A parità di spaziatura, la portata segue la velocità : passare da 20 a 25 km/h aggiunge ~25 %. E senza salite, il divario tra ciclisti si riduce — meno sorpassi, più fluidità.
Come su un'autostrada, una velocità minima uniforma il flusso. È ciò che fa passare dalla capacità pratica a quella teorica — il guadagno più sottovalutato.
4. Esempi concreti nel mondo
Questi numeri non sono teorici: si misurano là dove la bicicletta è di massa. L'ultima riga è la più eloquente per il nostro caso.

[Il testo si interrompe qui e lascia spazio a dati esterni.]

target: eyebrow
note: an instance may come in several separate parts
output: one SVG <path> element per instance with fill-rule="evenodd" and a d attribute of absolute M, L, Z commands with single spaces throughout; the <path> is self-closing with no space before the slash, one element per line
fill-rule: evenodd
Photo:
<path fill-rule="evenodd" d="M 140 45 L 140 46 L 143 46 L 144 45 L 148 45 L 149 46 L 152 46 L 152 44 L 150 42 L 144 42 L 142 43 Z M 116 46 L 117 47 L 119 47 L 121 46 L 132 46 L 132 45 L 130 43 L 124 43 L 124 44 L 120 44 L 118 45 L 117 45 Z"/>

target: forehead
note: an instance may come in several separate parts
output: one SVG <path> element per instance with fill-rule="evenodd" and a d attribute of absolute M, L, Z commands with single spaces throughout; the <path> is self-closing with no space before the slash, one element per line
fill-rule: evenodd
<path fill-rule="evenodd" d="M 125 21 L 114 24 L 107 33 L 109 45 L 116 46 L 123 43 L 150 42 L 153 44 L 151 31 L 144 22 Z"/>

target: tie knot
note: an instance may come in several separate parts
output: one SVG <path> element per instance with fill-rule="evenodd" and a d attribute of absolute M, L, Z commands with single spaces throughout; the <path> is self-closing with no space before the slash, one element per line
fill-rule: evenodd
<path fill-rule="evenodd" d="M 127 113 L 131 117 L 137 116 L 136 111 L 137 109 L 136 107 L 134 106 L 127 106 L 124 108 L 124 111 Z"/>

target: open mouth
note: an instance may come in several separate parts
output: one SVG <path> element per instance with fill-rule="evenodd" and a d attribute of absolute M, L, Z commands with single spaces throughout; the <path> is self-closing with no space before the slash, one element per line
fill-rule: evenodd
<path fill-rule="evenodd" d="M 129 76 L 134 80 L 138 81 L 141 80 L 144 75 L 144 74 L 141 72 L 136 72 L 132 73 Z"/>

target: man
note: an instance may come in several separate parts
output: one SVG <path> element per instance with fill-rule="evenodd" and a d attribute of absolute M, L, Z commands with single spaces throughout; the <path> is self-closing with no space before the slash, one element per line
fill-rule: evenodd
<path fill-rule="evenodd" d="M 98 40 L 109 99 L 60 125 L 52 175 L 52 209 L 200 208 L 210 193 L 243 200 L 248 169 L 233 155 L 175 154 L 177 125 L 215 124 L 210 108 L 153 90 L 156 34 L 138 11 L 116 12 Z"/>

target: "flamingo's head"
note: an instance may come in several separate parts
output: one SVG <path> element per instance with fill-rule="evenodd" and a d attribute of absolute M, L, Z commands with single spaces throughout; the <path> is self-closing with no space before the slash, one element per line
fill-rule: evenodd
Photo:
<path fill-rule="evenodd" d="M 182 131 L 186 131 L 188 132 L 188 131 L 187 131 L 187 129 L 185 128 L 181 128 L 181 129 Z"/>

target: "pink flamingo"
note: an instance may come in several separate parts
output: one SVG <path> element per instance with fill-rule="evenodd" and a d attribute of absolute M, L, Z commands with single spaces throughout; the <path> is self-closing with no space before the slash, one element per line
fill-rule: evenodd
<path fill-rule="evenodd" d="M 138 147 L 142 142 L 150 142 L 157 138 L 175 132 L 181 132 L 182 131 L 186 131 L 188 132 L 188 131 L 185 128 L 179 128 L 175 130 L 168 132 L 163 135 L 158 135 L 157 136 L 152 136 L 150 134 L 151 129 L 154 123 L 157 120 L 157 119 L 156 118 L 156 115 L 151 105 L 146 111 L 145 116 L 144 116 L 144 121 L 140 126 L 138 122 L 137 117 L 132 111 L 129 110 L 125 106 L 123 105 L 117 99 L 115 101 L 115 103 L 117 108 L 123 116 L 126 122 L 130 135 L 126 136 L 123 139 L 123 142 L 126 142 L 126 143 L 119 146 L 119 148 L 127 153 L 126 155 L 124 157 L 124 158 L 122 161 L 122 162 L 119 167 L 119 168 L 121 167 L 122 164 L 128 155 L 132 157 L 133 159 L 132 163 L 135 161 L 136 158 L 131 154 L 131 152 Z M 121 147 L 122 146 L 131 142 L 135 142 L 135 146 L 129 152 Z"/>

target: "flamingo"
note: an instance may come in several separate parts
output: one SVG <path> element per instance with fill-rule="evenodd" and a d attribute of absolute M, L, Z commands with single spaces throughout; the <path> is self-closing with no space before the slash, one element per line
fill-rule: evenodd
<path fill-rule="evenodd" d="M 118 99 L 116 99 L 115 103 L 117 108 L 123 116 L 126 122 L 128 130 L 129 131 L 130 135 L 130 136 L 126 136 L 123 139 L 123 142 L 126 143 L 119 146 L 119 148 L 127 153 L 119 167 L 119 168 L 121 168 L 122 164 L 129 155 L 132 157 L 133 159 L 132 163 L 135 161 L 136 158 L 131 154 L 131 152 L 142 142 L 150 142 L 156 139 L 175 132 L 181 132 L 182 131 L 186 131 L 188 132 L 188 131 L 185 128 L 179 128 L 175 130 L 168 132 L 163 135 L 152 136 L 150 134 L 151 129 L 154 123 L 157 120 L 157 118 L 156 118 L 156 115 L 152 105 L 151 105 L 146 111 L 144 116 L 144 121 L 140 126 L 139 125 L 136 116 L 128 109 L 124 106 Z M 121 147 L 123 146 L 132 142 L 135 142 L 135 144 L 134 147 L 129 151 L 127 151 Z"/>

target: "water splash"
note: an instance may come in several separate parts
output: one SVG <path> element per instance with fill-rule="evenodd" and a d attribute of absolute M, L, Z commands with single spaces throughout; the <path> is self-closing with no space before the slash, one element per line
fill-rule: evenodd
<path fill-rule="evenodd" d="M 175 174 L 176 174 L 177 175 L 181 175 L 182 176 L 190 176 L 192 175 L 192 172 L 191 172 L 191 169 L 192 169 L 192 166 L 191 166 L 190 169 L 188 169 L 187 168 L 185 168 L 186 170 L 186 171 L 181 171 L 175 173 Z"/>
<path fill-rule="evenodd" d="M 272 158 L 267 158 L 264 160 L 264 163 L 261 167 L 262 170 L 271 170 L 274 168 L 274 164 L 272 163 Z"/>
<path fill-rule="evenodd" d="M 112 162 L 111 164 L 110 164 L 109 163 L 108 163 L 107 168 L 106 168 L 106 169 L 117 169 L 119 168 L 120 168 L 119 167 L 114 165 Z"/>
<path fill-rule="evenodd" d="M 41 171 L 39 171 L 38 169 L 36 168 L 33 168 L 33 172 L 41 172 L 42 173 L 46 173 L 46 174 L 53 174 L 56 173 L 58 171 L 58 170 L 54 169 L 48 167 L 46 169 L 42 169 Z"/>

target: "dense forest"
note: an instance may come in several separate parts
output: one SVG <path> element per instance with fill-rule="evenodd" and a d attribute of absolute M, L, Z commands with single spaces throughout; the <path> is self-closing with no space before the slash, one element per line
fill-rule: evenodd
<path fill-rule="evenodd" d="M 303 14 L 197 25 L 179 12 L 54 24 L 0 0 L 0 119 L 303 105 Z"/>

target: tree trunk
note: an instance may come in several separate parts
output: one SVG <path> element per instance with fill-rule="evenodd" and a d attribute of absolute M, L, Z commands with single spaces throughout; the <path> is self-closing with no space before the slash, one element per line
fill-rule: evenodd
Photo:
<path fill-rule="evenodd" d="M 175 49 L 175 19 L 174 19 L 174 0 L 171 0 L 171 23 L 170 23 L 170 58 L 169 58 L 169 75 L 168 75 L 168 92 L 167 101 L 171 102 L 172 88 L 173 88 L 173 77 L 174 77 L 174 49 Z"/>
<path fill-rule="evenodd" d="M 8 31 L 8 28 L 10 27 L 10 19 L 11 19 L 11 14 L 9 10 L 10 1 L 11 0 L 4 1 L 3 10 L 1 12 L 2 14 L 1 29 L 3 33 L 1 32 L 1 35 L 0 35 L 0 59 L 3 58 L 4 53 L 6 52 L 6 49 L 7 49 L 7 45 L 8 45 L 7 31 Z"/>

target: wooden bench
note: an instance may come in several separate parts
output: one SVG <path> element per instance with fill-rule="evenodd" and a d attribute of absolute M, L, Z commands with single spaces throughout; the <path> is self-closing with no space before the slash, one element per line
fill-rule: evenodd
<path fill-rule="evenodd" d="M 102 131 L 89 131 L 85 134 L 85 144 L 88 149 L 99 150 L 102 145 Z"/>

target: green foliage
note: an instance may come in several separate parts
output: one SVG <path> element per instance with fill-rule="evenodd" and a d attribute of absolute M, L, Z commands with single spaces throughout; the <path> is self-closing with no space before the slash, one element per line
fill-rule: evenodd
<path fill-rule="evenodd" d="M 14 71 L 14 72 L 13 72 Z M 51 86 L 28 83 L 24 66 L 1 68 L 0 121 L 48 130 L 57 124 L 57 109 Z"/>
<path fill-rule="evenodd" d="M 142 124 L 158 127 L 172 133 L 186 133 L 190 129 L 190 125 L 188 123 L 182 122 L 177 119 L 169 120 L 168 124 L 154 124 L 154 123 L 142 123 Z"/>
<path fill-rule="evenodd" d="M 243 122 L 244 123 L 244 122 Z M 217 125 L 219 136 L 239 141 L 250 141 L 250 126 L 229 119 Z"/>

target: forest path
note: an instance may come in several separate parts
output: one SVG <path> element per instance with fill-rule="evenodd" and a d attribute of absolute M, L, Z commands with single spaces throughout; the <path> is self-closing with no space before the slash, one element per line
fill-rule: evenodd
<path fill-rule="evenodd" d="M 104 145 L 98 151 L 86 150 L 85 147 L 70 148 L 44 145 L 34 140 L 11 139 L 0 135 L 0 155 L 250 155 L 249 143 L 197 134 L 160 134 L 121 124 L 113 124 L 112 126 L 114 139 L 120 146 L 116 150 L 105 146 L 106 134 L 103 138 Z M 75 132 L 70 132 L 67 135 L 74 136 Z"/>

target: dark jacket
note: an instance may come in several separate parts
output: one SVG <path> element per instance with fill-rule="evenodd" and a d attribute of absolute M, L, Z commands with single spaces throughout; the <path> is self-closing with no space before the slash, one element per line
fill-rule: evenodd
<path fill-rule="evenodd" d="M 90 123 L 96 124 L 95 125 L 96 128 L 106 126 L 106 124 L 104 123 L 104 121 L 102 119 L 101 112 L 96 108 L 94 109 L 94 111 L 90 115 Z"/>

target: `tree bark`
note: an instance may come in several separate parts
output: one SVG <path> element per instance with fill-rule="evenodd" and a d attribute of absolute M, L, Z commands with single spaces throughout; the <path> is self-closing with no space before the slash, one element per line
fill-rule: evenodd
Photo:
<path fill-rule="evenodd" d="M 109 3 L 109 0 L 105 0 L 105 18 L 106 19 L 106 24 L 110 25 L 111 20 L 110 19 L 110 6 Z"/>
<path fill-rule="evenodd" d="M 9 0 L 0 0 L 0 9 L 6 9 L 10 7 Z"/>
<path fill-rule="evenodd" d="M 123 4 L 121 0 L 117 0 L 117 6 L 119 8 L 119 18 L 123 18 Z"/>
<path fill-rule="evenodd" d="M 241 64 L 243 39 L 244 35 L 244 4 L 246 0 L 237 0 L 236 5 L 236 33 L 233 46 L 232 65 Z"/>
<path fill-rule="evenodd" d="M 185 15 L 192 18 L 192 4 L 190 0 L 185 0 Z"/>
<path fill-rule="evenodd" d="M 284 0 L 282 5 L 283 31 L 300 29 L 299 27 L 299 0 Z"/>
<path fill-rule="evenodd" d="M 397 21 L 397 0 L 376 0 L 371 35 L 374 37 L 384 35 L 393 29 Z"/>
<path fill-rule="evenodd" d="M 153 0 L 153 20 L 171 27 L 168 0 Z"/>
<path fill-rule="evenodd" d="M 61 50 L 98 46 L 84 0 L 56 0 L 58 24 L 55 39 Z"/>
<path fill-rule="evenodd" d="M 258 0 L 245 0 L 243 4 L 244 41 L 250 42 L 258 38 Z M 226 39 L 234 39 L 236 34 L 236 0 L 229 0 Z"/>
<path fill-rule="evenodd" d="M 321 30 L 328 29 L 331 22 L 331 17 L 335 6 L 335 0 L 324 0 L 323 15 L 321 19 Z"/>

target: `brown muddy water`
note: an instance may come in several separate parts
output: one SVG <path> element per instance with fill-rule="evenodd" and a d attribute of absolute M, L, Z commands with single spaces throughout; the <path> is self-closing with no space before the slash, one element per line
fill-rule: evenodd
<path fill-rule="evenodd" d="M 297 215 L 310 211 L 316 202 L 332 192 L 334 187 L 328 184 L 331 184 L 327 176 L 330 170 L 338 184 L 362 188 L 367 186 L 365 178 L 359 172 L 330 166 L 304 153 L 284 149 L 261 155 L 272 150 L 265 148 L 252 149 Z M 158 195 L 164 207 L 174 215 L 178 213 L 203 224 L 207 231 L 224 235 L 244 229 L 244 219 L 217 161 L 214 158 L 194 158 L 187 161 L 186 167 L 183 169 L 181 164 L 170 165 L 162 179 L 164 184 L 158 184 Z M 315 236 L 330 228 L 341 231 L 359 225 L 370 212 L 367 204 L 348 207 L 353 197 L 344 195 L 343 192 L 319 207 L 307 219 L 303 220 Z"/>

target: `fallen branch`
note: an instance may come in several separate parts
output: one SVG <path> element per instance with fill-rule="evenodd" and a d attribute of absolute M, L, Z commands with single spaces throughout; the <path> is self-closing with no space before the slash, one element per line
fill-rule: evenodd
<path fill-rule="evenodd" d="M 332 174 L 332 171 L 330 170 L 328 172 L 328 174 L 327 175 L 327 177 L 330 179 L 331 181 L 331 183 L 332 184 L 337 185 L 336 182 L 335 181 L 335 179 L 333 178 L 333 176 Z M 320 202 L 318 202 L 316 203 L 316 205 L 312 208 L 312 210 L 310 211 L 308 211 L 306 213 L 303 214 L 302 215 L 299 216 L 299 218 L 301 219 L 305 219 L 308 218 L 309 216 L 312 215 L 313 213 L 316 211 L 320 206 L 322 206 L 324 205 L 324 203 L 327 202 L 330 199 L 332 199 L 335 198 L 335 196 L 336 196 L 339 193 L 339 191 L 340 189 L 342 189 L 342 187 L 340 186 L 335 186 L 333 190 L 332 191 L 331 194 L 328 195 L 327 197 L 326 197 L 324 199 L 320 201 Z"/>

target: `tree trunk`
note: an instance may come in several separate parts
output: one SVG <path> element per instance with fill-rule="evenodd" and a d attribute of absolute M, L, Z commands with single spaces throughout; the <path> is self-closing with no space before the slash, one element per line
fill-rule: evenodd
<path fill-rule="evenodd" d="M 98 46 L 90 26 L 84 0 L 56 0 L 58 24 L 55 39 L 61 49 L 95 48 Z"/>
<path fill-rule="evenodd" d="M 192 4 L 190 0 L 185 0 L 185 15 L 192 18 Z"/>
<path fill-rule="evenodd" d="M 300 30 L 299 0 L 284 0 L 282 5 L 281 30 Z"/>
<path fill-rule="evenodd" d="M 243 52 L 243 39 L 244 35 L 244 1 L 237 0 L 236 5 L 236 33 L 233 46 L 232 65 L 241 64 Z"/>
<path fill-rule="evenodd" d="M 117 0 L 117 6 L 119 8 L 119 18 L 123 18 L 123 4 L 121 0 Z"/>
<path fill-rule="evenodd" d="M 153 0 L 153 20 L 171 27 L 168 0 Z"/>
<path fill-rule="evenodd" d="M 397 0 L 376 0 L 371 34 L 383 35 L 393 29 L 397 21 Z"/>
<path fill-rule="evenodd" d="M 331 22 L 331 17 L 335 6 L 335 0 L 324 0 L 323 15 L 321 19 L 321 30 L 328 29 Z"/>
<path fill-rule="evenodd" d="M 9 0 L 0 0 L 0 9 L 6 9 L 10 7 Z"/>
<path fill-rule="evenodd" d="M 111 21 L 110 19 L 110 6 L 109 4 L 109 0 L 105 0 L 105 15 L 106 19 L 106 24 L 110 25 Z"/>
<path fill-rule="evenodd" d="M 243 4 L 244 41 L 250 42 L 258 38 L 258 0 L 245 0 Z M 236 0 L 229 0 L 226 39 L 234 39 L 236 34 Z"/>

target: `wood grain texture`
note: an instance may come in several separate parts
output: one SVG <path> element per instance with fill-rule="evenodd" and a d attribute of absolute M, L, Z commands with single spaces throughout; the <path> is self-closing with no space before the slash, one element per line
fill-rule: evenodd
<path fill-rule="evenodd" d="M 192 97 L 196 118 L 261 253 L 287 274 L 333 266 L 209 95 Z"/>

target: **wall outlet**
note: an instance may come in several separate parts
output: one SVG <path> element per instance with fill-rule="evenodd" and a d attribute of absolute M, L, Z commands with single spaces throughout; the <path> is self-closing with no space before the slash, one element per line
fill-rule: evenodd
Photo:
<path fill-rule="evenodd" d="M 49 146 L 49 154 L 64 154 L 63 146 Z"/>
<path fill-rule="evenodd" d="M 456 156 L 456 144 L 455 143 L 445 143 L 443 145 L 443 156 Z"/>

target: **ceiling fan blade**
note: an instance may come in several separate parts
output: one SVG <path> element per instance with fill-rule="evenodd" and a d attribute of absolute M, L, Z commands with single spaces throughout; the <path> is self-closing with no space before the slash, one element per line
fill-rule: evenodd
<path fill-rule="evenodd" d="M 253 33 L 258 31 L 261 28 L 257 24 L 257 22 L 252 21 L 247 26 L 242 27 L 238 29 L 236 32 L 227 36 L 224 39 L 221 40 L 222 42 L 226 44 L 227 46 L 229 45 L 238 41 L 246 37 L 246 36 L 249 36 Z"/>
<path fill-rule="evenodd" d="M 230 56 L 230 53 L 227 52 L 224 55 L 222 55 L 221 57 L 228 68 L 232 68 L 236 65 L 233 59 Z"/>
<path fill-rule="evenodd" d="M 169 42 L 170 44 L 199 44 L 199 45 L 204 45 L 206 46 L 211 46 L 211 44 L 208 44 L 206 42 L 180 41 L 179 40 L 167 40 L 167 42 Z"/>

| Fonte / luogo | Contesto | Portata osservata | Cosa rivela |
|---|---|---|---|
| Highway Capacity Manual riferimento mondiale |
Corsia ciclabile da 0,9–1,2 m | 1 700–2 500 bici/h per corsia | La base di ogni calcolo di capacità ciclabile |
| Copenaghen studio danese |
Pista a 2 file, 2,35 m | ≈ 3 000 bici/h ; 20 bici/10 s a 21 km/h | Una pista stretta incassa già enormi picchi |
| Ponte Blackfriars Londra |
~2 m, un solo senso, in superficie | ≈ 2 000 pers./h — 5× la corsia auto vicina | Anche frenata dai semafori, la pista batte l'auto |
| Corsie ciclabili misure in Cina |
Corsia tipo, traffico intenso | teorica ≈ 2 000/h · pratica ≈ 1 280/h | Il divario = esattamente ciò che il tunnel recupera |
| Corsia per auto riferimento |
3,5 m di larghezza | ≈ 2 000 persone/h | La bicicletta sposta 1,5–2,5× di più, a parità di larghezza |
Minimi garantiti, non massimi.
Ogni numero di questa pagina è calcolato su una pista di superficie ordinaria — l'ipotesi più prudente possibile. Il tunnel non ha né pedoni, né semafori, né intemperie, accoglie la bicicletta elettrica e impone una velocità minima. La sua vera capacità si colloca quindi al vertice delle forbici mondiali: ~3 000–5 000 bici/h per tratto, e dell'ordine di 30 000–45 000 persone all'ora sull'intera rete — ben oltre la domanda prevista.
Fonti : Highway Capacity Manual (capacità delle corsie ciclabili) ; studio empirico sulle piste unidirezionali di Copenaghen (larghezze e portate misurate) ; pista ciclabile del ponte Blackfriars, Londra ; misure di capacità di corsie ciclabili (teorica vs pratica) ; confronto di portata corsia per auto / corsia ciclabile a parità di larghezza. Ipotesi del progetto : pista di 3,20 m (1,6 m/senso), tragitto medio di 10 km, velocità media di 20 km/h, rete di 150 km. Numeri di ordine di grandezza, da affinare in ingegneria di dettaglio.